This is part of my ongoing research on new economic models.
No jobs? No ownership? No capitalism? No problem. For Jeremy Rifkin, a post-jobs and post-ownership future will propel humanity to a next level of human consciousness: Homo Empathicus. Technology will liberate humanity from the material pursuits, so we can focus on empathy and collaboration.
Zero Marginal Cost Society projects a reorganization of society around new modes of communication and energy will underpin this new civilization:
- Renewable energy, chiefly solar energy, will be produced by citizens for their own community.
- Automation, along with 3D printing, will be able to replicate and produce whatever a community needs, provided by cheap, abundant renewable energy.
- The “Internet of Things” will allow all machines to communicate and a coordinate to adjust to the needs of the people.
The result is the ability to produce goods at virtually no cost, provided with free information (open source), free energy (renewable), and free labour (robotics).
For Rifkin, he sees the foundation of the future in the present. From robotic automation to Wikipedia, Couchsurfing and solar microgrids, there are already plenty of real world examples of large scale collaboration, sharing, and also the production of goods and services at ever lower marginal costs.
While centered on humanity’s techno-future, Zero Marginal Cost Society is wildly ambitious in scope. The book detours at length to describe a sweeping narrative of human history, where energy is the main paradigm that drives human development and even human consciousness. From wind power to coal, Rifkin sees energy behind the drive towards urbanization (windmill power), religion (hydraulic agriculture) and so on. In this narrative, renewable energy on a microgrid is the next step of human civilization.
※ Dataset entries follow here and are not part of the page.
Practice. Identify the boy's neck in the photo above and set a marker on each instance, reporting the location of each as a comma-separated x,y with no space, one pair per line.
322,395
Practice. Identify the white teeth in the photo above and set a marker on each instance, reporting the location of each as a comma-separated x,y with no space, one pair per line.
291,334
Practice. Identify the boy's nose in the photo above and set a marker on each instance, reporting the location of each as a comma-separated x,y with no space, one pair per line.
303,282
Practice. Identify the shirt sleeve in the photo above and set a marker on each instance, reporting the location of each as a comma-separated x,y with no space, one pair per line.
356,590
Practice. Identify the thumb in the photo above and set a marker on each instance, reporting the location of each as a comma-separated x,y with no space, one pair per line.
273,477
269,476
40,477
Energy Sources & Human Consciousness?
Going further, the book attempts to match this energy-paradigm with human consciousness itself. As we go up the different energy paradigm, Rifkin claims that human consciousness and identify shifts – from tribal to religious, to cultural/psychology and finally to universal empathy. The next energy paradigm shift – along with IoT and automation – will leads to humanity’s Hegelian Emphatic Civilization.
In this relatively short read, Rifkin packs a lot of information, examples, analogies, research and social commentary. With so much ground to cover, the book is both ambitious and sometimes awkward. It attempts to sell the promise a more spiritual, abundant, techno-future of humanity and at the same time trying to construct a framework for understanding the history of human civilization and human consciences.
Ambitious Ideas, Many Assumptions
The book makes vast assumptions about human behavior, especially the notion that nearly free energy and material wealth will make society, not only less materialistic but also more emphatic. There is also a question of who will pay for the book’s new form of energy, IoT infrastructure, and manufacturing infrastructure.
Others can also quibble with some of Rifkin’s examples and generations. The most obvious is that 3D printing, so far, has not lived to its hype. And IoT, still in its infancy, opens large questions on security and privacy that have yet to be addressed.
Yet, as a work about the future, the book succeeds in attempting to extrapolate a fantastical new future from the present. Given the global sense of uncertainty today, Rifkin utopian vision of how humanity can move forward is a welcome contribution.